包帯に巻かれた手足や頭部、身体に繋がれた様々なコード。面会謝絶や集中治療室じゃないにせよ、大きな事故だったと容易に想像できる。
『いま戻ったら、痛いかな』
「そうかも」
普通に会話してしまったら、マネジャーさんがこちらを見た。
「戻ったら痛み感じるかな、と」
「あぁ、言いそう。ほんとにいるんですか」
「私には見えてます」
「なるほど……」
マネジャーさんは困惑しつつも、私の言うことを信じてくれたみたいだ。
神妙な顔つきの彼が、私に伝言する。
「どうにかして戻るから、少し待っててほしい、だそうです」
どうやら自分なりに試行錯誤して身体に戻るつもりらしい。
多分もう私の出る幕はないと思うけど、マネジャーさんに懇願されて連絡先を渡すことになった。

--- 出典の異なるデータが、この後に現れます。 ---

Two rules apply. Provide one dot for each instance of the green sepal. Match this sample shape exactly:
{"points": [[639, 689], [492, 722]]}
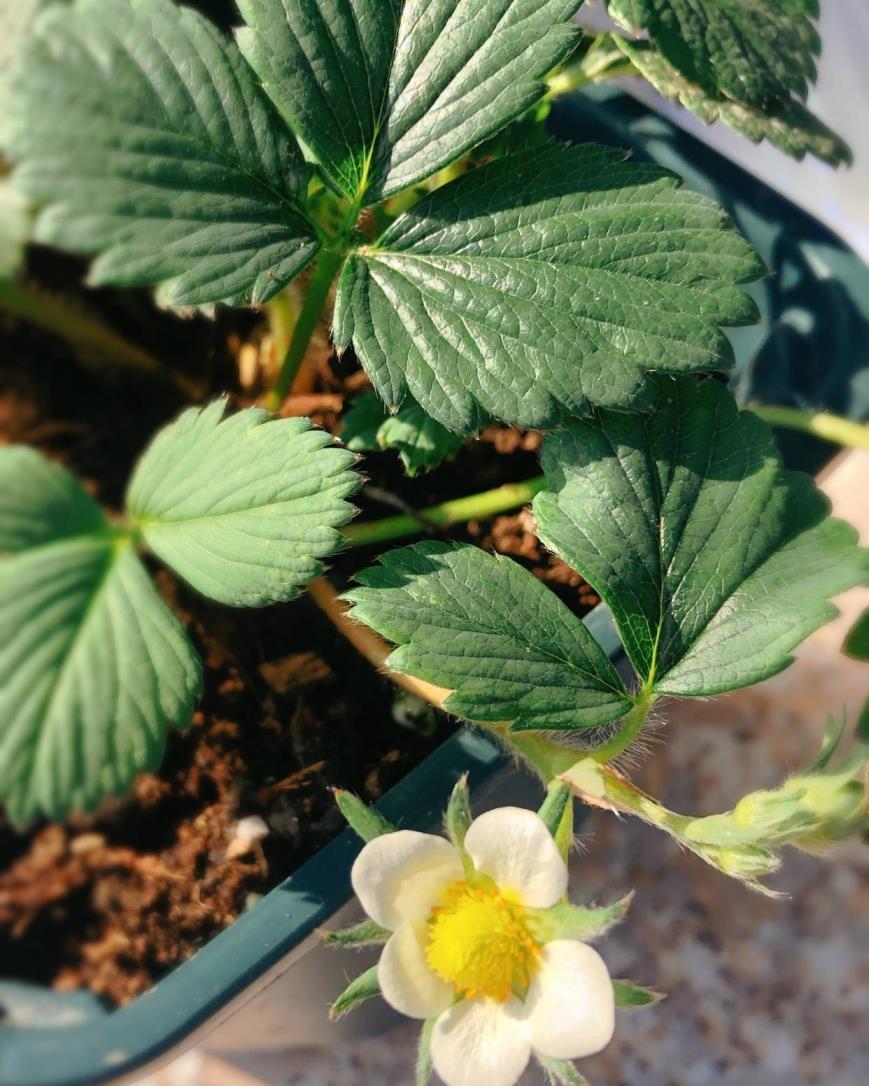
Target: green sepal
{"points": [[567, 921], [458, 816], [553, 808], [424, 1068], [629, 994], [368, 933], [367, 822], [563, 1073], [364, 987]]}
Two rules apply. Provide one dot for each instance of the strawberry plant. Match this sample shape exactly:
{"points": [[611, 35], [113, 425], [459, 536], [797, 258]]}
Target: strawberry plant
{"points": [[381, 167]]}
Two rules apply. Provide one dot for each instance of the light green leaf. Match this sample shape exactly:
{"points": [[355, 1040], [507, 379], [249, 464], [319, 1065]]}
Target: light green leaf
{"points": [[420, 441], [748, 50], [14, 229], [786, 124], [386, 92], [715, 562], [42, 503], [146, 137], [242, 507], [629, 994], [93, 667], [488, 630], [541, 282], [364, 987]]}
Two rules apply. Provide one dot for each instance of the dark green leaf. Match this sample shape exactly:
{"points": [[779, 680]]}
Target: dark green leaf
{"points": [[629, 994], [242, 507], [541, 282], [364, 987], [420, 441], [146, 137], [715, 562], [93, 666], [748, 50], [41, 503], [386, 92], [488, 630], [786, 124], [367, 822], [857, 641]]}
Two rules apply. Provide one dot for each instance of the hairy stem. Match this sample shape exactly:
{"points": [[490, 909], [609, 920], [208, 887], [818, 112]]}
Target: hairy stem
{"points": [[319, 285], [85, 332], [487, 504], [843, 431]]}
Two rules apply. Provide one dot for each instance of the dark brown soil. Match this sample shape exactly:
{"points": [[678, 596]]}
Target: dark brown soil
{"points": [[113, 900]]}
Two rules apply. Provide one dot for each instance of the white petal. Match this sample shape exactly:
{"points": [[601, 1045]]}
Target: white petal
{"points": [[480, 1043], [406, 982], [571, 1010], [399, 876], [514, 847]]}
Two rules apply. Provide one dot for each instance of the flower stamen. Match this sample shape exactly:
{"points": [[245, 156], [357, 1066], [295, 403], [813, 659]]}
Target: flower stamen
{"points": [[479, 943]]}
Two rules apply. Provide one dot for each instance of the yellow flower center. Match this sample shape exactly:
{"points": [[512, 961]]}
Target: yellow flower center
{"points": [[478, 942]]}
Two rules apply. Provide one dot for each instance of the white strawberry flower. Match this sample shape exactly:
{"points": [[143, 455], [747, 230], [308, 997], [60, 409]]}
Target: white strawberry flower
{"points": [[469, 947]]}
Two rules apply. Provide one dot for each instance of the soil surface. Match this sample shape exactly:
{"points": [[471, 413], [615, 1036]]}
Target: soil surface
{"points": [[114, 899]]}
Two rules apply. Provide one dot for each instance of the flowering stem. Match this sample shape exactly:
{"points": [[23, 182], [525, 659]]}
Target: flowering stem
{"points": [[843, 431], [458, 510]]}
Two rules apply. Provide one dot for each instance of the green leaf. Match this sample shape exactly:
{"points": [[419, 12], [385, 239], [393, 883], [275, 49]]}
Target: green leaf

身体に戻ったら魂の経験、忘れるんじゃないかなと思ってたけど、マネジャーさんの説明で思い出したらしく、意識が戻ったあとに彼が連絡をくれた。
手助けなんて全然してないけど、意識が戻るキッカケを作れたのならよかった。
リハビリも順調に進み、医師も驚くほどの回復力で無事復帰した彼から復活ライブに招待してもらった。
人生で初めてライブ会場に足を運ぶ。ファンの人たちの嬉しそうな顔と歓声に包まれて、彼は輝いていた。
ライブ終了後に案内された楽屋で会った彼は、もう半透明じゃなかった。声もちゃんと聞こえるし、握手もできた。
「本当に世話になった。ありがとう」
「いえ、こんなすごいライブができる方のお手伝いができて、良かったです」
後遺症もなく、元気そうでなにより。
たまにはニュース視るのも大事だなぁ。と思いつつ、私は今日も子供向け番組を視ながら夕方の時間を過ごしている。